The primary mouse model that is used in my laboratory is a Yeast Artificial Chromosome (YAC) transgenic mouse model of Huntington Disease (HD) originally developed in Michael Hayden's laboratory at the CMMT. This mouse model faithfully replicates key features of the human disease; specifically these mice develop age-related motor dysfunction, behavioral abnormalities, and selective neurodegeneration of medium spiny neurons of the striatum. YAC transgenic mice have now been generated with the full-length human HD gene containing normal (YAC18) and expanded (YAC46, 72, and 128) CAG repeats. Different lines of transgenic mice have varying copy numbers of the human transgene and express varying amounts of transgenic huntingtin protein. The progressive motor and neurodegenerative phenotype of the YAC128 mouse model of HD makes in vivo screening of novel therapeutic approaches a viable option.

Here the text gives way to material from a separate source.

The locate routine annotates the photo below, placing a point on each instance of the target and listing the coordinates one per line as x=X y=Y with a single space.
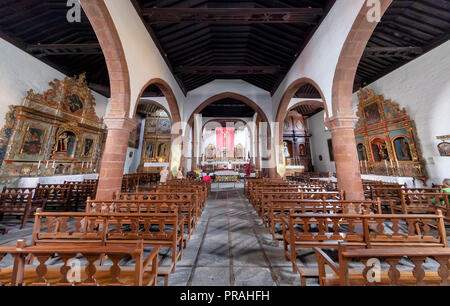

Several trials of potential therapeutic agents have now been initiated in our YAC transgenic mouse model of HD. Novel therapeutic approaches that are effective in our HD animal model will likely have utility in a broad range of neurodegenerative disorders, and in the future we will utilize the same approach to investigate new therapeutics in models of other neurodegenerative disorders, such as A.L.S., Fronto Temporal Dementia, and Alzheimer’s disease.

I am also the Director of the CMMT Transgenic Facility, which generates transgenic and gene-targeted mice as models of human disease for investigators from across Canada and North America.

In addition to my basic research interests, I am a neurologist with an ongoing clinical practice and clinical research program in neurogenetics with a focus on hereditary movement disorders, specifically various forms of ataxia and chorea. I am involved in post-mortem studies of HD patients as well as clinical research directed at identifying novel forms of CAG repeat disorders. I am involved in clinical trials of new therapeutics in Huntington disease and other hereditary neurologic disorders such as the spinocerebellar ataxias and Friedrich’s Ataxia.